Warneinrichtungen für Erdbeben

Vor allem die Bürger Mexikos reagierten. Auf Druck der Bevölkerung gründete sich im Mai 1986 ein nationaler Zivilschutz, der sich auf die Vorbereitung auf Erdbeben, Stürme oder Brände sowie die Hilfe danach spezialisiert hat. So richtete Mexiko im Jahr 1991 ein System ein, das an der Pazifikküste seismische Bewegungen misst und bei einer Stärke von mehr als fünf auf der Richter-Skala ein Signal in die Hauptstadt sendet, womit die Bevölkerung etwa 50 Sekunden vor einem Erdbeben gewarnt wird.

Ebenfalls kurz nach 1985 gründeten sich die "Topos", die Maulwürfe - eine Spezial-Einsatzgruppe, die in Trümmern nach Überlenden sucht. Diese ist inzwischen so anerkannt, dass sie nach Erdbeben schon nach Japan und Haiti gerufen wurde.

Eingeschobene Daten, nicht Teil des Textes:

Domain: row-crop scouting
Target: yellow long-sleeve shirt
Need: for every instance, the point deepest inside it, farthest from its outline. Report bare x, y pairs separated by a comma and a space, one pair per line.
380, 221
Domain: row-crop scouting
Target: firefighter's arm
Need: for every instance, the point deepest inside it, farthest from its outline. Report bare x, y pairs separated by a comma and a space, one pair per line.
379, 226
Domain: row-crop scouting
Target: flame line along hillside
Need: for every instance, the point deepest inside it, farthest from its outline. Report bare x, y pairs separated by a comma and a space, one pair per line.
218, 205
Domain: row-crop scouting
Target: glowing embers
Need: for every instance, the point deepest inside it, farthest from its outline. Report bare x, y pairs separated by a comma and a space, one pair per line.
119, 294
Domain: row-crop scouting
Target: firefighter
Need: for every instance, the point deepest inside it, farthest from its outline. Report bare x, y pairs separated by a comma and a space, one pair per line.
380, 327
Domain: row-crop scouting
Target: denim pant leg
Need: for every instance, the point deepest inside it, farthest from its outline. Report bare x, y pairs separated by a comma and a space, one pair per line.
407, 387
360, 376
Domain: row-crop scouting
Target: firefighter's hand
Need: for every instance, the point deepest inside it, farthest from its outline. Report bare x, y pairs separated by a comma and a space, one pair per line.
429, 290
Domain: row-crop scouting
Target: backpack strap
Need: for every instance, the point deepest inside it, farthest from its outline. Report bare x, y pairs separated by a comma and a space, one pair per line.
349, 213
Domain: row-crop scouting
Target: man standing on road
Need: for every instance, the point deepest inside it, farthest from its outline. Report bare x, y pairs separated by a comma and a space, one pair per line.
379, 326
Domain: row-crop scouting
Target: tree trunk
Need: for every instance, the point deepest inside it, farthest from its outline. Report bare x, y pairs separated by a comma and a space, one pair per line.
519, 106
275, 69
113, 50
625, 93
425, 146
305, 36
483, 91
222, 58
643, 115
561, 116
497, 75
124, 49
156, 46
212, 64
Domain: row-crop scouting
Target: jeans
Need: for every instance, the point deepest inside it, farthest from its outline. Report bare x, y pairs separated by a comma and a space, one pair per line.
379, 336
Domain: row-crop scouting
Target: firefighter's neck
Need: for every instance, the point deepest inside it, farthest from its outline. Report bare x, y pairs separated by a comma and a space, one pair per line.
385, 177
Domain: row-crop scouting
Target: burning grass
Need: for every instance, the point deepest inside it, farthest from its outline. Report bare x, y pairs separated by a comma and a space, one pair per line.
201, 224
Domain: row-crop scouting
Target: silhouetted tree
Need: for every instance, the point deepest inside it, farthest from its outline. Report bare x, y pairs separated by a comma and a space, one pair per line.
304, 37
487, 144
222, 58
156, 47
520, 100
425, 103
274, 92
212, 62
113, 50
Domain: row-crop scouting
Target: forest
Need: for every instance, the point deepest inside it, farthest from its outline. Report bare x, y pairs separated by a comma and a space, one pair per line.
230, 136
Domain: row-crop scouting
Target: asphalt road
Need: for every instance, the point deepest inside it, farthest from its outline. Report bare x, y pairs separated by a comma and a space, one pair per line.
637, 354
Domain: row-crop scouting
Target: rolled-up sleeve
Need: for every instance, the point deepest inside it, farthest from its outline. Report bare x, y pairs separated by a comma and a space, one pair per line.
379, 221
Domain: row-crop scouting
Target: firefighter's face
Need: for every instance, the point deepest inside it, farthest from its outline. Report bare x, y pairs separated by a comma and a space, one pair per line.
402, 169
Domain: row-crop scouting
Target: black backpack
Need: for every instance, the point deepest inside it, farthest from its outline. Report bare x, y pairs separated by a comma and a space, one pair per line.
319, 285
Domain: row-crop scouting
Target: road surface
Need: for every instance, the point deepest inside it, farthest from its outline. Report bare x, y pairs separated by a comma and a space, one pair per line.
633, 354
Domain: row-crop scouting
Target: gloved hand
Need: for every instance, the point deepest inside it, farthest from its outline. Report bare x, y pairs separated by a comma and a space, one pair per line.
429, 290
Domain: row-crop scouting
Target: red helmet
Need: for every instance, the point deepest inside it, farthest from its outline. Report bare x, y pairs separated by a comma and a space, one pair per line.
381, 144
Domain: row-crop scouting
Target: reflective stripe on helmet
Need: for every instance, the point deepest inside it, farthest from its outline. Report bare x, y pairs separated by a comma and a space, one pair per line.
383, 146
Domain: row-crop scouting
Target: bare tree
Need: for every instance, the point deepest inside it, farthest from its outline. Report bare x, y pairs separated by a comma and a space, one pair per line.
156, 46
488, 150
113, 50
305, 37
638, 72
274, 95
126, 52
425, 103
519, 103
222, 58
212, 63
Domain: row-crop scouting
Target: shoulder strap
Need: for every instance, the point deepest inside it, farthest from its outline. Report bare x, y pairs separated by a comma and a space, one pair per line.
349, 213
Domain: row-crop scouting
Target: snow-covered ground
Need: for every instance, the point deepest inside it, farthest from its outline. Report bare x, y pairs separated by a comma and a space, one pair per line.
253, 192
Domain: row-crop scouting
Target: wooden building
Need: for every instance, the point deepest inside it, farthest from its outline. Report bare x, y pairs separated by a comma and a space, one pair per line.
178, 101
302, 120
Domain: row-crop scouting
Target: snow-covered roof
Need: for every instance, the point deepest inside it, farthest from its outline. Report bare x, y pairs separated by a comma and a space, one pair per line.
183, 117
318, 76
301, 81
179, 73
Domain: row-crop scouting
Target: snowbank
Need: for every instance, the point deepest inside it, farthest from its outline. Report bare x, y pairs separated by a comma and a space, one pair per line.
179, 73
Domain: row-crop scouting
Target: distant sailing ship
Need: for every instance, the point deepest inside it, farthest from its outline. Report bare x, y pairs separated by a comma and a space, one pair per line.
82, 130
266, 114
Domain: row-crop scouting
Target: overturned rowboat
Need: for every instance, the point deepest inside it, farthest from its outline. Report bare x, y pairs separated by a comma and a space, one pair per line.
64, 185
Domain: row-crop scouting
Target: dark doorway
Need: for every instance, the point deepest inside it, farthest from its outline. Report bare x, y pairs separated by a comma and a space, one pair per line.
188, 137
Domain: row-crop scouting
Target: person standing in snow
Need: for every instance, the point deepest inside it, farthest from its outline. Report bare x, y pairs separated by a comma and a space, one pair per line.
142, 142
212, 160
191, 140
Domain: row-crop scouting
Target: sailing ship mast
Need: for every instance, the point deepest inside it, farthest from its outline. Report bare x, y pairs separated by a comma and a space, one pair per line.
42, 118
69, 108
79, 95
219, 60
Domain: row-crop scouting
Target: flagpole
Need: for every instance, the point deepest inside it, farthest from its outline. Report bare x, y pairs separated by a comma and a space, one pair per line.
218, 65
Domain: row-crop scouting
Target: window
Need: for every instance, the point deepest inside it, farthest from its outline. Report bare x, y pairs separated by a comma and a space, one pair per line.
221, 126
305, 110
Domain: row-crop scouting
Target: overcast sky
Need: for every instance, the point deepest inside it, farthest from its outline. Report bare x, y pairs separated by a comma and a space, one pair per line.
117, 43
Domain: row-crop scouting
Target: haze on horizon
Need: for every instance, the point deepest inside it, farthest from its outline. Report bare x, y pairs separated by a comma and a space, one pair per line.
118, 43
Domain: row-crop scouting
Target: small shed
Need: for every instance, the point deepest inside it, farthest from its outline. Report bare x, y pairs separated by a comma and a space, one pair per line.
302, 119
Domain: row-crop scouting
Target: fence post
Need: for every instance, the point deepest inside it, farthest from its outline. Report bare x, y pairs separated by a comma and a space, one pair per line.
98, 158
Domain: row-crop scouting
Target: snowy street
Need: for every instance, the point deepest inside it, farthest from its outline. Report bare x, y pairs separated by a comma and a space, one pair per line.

Auch die Bauvorschriften verschärften sich weiter. Der Druck auf die Bauherren, Material zu verwenden, dass auch Erdbeben größerer Stärke widerstehen kann, wuchs erheblich. Das alles trägt wohl dazu bei, dass der 19. September 2017 in nicht ganz so schlimmer Erinnerung bleiben wird wie jener aus dem Jahr 1985.